Slovenia, no. 23032/02, 6 October 2005). In those cases the Court
dismissed the Government's objection of non-exhaustion of domestic
remedies because it found that the legal remedies at the applicant's
disposal were ineffective.
- As
regards the instant case, the Court finds that the Government have
not submitted any convincing arguments which would require the Court
to distinguish it from its established case-law.
- The
Court further notes that the application is not manifestly
ill-founded within the meaning of Article 35 § 3 of the
Convention. Nor is it inadmissible on any other grounds. It must
therefore be declared admissible.
B. Merits
1. Article 6 § 1
- The
period to be taken into consideration began on 28 June 1994, the day
when the Convention entered into force with respect to Slovenia, and
has not yet ended. The relevant period has therefore lasted over ten
years and four months and two instances have been involved.
- The
Court reiterates that the reasonableness of the length of proceedings
must be assessed in the light of the circumstances of the case and
with reference to the following criteria: the complexity of the case,
the conduct of the applicant and the relevant authorities and what
was at stake for the applicant in the dispute (see, among many other
authorities, Frydlender v.

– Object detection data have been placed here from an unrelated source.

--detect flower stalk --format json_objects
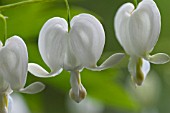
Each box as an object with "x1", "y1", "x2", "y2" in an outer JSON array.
[
  {"x1": 0, "y1": 0, "x2": 56, "y2": 11},
  {"x1": 64, "y1": 0, "x2": 71, "y2": 31},
  {"x1": 133, "y1": 0, "x2": 138, "y2": 8},
  {"x1": 0, "y1": 14, "x2": 7, "y2": 43}
]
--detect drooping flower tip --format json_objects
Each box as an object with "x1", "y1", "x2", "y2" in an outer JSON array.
[{"x1": 69, "y1": 85, "x2": 87, "y2": 103}]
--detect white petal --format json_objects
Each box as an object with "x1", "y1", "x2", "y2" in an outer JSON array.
[
  {"x1": 69, "y1": 14, "x2": 105, "y2": 67},
  {"x1": 0, "y1": 36, "x2": 28, "y2": 90},
  {"x1": 69, "y1": 71, "x2": 87, "y2": 103},
  {"x1": 19, "y1": 82, "x2": 45, "y2": 94},
  {"x1": 129, "y1": 0, "x2": 161, "y2": 56},
  {"x1": 114, "y1": 3, "x2": 134, "y2": 55},
  {"x1": 128, "y1": 57, "x2": 150, "y2": 86},
  {"x1": 38, "y1": 17, "x2": 68, "y2": 71},
  {"x1": 148, "y1": 53, "x2": 170, "y2": 64},
  {"x1": 28, "y1": 63, "x2": 63, "y2": 78},
  {"x1": 63, "y1": 37, "x2": 82, "y2": 71},
  {"x1": 89, "y1": 53, "x2": 125, "y2": 71},
  {"x1": 141, "y1": 59, "x2": 150, "y2": 79}
]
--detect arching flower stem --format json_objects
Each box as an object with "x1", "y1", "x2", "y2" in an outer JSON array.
[
  {"x1": 0, "y1": 0, "x2": 56, "y2": 11},
  {"x1": 64, "y1": 0, "x2": 71, "y2": 32},
  {"x1": 0, "y1": 13, "x2": 7, "y2": 43},
  {"x1": 133, "y1": 0, "x2": 138, "y2": 8}
]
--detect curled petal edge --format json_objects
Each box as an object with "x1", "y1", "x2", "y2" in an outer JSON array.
[
  {"x1": 147, "y1": 53, "x2": 170, "y2": 64},
  {"x1": 19, "y1": 82, "x2": 45, "y2": 94},
  {"x1": 88, "y1": 53, "x2": 125, "y2": 71},
  {"x1": 28, "y1": 63, "x2": 63, "y2": 78}
]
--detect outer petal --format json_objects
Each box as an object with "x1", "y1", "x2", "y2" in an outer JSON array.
[
  {"x1": 28, "y1": 63, "x2": 63, "y2": 78},
  {"x1": 128, "y1": 0, "x2": 161, "y2": 56},
  {"x1": 38, "y1": 17, "x2": 68, "y2": 73},
  {"x1": 70, "y1": 14, "x2": 105, "y2": 67},
  {"x1": 114, "y1": 3, "x2": 134, "y2": 55},
  {"x1": 128, "y1": 57, "x2": 150, "y2": 85},
  {"x1": 19, "y1": 82, "x2": 45, "y2": 94},
  {"x1": 0, "y1": 36, "x2": 28, "y2": 90},
  {"x1": 148, "y1": 53, "x2": 170, "y2": 64}
]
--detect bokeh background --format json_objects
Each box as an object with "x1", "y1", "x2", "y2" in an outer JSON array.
[{"x1": 0, "y1": 0, "x2": 170, "y2": 113}]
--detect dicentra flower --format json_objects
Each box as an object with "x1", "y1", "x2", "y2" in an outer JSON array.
[
  {"x1": 114, "y1": 0, "x2": 169, "y2": 85},
  {"x1": 28, "y1": 14, "x2": 124, "y2": 102},
  {"x1": 0, "y1": 36, "x2": 44, "y2": 113}
]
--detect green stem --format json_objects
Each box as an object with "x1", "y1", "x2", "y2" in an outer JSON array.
[
  {"x1": 0, "y1": 0, "x2": 56, "y2": 11},
  {"x1": 0, "y1": 14, "x2": 7, "y2": 43},
  {"x1": 65, "y1": 0, "x2": 71, "y2": 31},
  {"x1": 133, "y1": 0, "x2": 138, "y2": 8}
]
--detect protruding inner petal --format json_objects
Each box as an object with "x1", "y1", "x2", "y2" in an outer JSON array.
[
  {"x1": 0, "y1": 36, "x2": 28, "y2": 90},
  {"x1": 38, "y1": 17, "x2": 68, "y2": 71},
  {"x1": 148, "y1": 53, "x2": 170, "y2": 64},
  {"x1": 19, "y1": 82, "x2": 45, "y2": 94},
  {"x1": 89, "y1": 53, "x2": 125, "y2": 71},
  {"x1": 69, "y1": 14, "x2": 105, "y2": 67},
  {"x1": 28, "y1": 63, "x2": 63, "y2": 78},
  {"x1": 128, "y1": 57, "x2": 150, "y2": 86},
  {"x1": 69, "y1": 71, "x2": 87, "y2": 103}
]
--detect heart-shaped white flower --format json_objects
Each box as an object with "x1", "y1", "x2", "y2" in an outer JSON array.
[
  {"x1": 114, "y1": 0, "x2": 169, "y2": 85},
  {"x1": 28, "y1": 14, "x2": 124, "y2": 102},
  {"x1": 0, "y1": 36, "x2": 44, "y2": 113}
]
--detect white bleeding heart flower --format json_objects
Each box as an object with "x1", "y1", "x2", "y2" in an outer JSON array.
[
  {"x1": 28, "y1": 14, "x2": 124, "y2": 102},
  {"x1": 114, "y1": 0, "x2": 169, "y2": 85},
  {"x1": 0, "y1": 36, "x2": 44, "y2": 113}
]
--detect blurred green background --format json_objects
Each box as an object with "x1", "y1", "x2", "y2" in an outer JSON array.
[{"x1": 0, "y1": 0, "x2": 170, "y2": 113}]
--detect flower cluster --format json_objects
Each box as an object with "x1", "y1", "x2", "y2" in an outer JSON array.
[{"x1": 0, "y1": 0, "x2": 169, "y2": 113}]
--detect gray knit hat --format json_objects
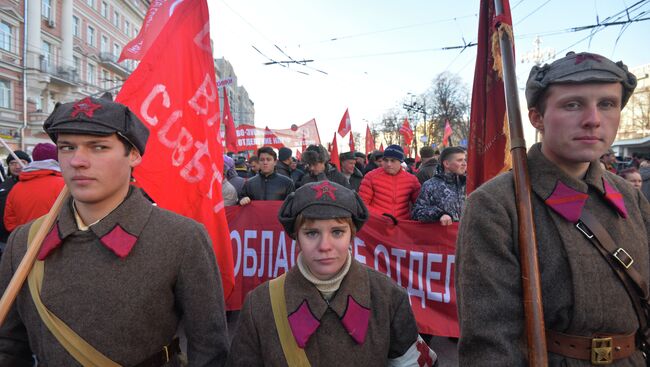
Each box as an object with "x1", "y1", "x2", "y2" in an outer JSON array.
[
  {"x1": 278, "y1": 181, "x2": 368, "y2": 239},
  {"x1": 43, "y1": 97, "x2": 149, "y2": 155},
  {"x1": 526, "y1": 52, "x2": 636, "y2": 108}
]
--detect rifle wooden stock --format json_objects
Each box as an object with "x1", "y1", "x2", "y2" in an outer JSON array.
[
  {"x1": 494, "y1": 0, "x2": 548, "y2": 366},
  {"x1": 0, "y1": 186, "x2": 69, "y2": 326}
]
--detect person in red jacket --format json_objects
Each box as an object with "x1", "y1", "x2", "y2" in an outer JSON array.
[
  {"x1": 359, "y1": 145, "x2": 420, "y2": 220},
  {"x1": 4, "y1": 143, "x2": 65, "y2": 232}
]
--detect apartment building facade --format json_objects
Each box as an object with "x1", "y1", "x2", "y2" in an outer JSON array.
[{"x1": 0, "y1": 0, "x2": 149, "y2": 152}]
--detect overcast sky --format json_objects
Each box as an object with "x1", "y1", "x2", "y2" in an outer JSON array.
[{"x1": 209, "y1": 0, "x2": 650, "y2": 148}]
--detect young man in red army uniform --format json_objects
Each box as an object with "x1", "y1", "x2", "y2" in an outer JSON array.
[
  {"x1": 456, "y1": 52, "x2": 650, "y2": 366},
  {"x1": 0, "y1": 98, "x2": 228, "y2": 367}
]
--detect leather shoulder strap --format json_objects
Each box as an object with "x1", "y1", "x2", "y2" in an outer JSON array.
[
  {"x1": 269, "y1": 273, "x2": 311, "y2": 367},
  {"x1": 27, "y1": 217, "x2": 120, "y2": 367}
]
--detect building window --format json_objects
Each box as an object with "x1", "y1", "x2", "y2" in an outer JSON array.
[
  {"x1": 86, "y1": 63, "x2": 97, "y2": 85},
  {"x1": 0, "y1": 22, "x2": 13, "y2": 52},
  {"x1": 41, "y1": 41, "x2": 52, "y2": 71},
  {"x1": 86, "y1": 26, "x2": 95, "y2": 46},
  {"x1": 72, "y1": 15, "x2": 81, "y2": 37},
  {"x1": 101, "y1": 36, "x2": 108, "y2": 52},
  {"x1": 0, "y1": 80, "x2": 11, "y2": 108},
  {"x1": 72, "y1": 56, "x2": 81, "y2": 76},
  {"x1": 41, "y1": 0, "x2": 52, "y2": 19},
  {"x1": 102, "y1": 70, "x2": 111, "y2": 89}
]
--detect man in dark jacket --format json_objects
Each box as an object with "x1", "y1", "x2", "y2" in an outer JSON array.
[
  {"x1": 275, "y1": 147, "x2": 291, "y2": 178},
  {"x1": 297, "y1": 145, "x2": 350, "y2": 189},
  {"x1": 339, "y1": 152, "x2": 363, "y2": 192},
  {"x1": 411, "y1": 147, "x2": 467, "y2": 226},
  {"x1": 416, "y1": 146, "x2": 438, "y2": 185},
  {"x1": 239, "y1": 147, "x2": 294, "y2": 205}
]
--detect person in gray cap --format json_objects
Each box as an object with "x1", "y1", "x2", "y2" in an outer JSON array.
[
  {"x1": 228, "y1": 181, "x2": 437, "y2": 367},
  {"x1": 0, "y1": 97, "x2": 228, "y2": 367},
  {"x1": 456, "y1": 52, "x2": 650, "y2": 366},
  {"x1": 296, "y1": 144, "x2": 350, "y2": 188},
  {"x1": 339, "y1": 152, "x2": 363, "y2": 192}
]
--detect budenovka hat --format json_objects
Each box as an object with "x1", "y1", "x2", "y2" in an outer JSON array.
[
  {"x1": 526, "y1": 52, "x2": 637, "y2": 108},
  {"x1": 278, "y1": 181, "x2": 368, "y2": 239},
  {"x1": 43, "y1": 97, "x2": 149, "y2": 155},
  {"x1": 384, "y1": 144, "x2": 404, "y2": 162}
]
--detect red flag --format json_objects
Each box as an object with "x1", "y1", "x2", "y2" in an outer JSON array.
[
  {"x1": 339, "y1": 108, "x2": 352, "y2": 136},
  {"x1": 467, "y1": 0, "x2": 514, "y2": 194},
  {"x1": 442, "y1": 120, "x2": 452, "y2": 147},
  {"x1": 117, "y1": 0, "x2": 234, "y2": 297},
  {"x1": 330, "y1": 133, "x2": 341, "y2": 171},
  {"x1": 117, "y1": 0, "x2": 179, "y2": 63},
  {"x1": 223, "y1": 87, "x2": 238, "y2": 153},
  {"x1": 399, "y1": 118, "x2": 413, "y2": 145},
  {"x1": 263, "y1": 126, "x2": 284, "y2": 149},
  {"x1": 366, "y1": 125, "x2": 375, "y2": 154}
]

France [GC], no. 30979/96, §
43, ECHR 2000-VII).
- Having
examined all the material submitted to it, and having regard to its
case-law on the subject, the Court considers that in the instant case
the length of the proceedings was excessive and failed to meet the
“reasonable-time” requirement.
There
has accordingly been a breach of Article 6 § 1.
2. Article 13
- The
Court reiterates that Article 13 guarantees an effective remedy
before a national authority for an alleged breach of the requirement
under Article 6 § 1 to hear a case within a reasonable time (see
Kudła v. Poland [GC], no. 30210/96, § 156, ECHR
2000-XI). It notes that the objections and arguments put forward by
the Government have been rejected in earlier cases (see Lukenda,
cited above) and sees no reason to reach a different conclusion in
the present case.
- Accordingly,
the Court considers that in the present case there has been a
violation of Article 13 on account of the lack of a remedy under
domestic law whereby the applicant could have obtained a ruling
upholding his right to have his case heard within a reasonable time,
as set forth in Article 6 § 1.
II. APPLICATION OF ARTICLE 41 OF THE CONVENTION
- The
applicant did not submit a claim for just satisfaction. Accordingly,
the Court considers that there is no call to award him any sum on
that account.
FOR THESE REASONS, THE COURT UNANIMOUSLY
- Declares the application admissible;
- Holds that there has been a violation of Article
6 § 1 of the Convention;
- Holds that there has been a violation of Article
13 of the Convention;
- Holds that there is no call to award the
applicant just satisfaction.
Done in English, and notified in writing on 7 December 2006, pursuant
to Rule 77 §§ 2 and 3 of the Rules of Court.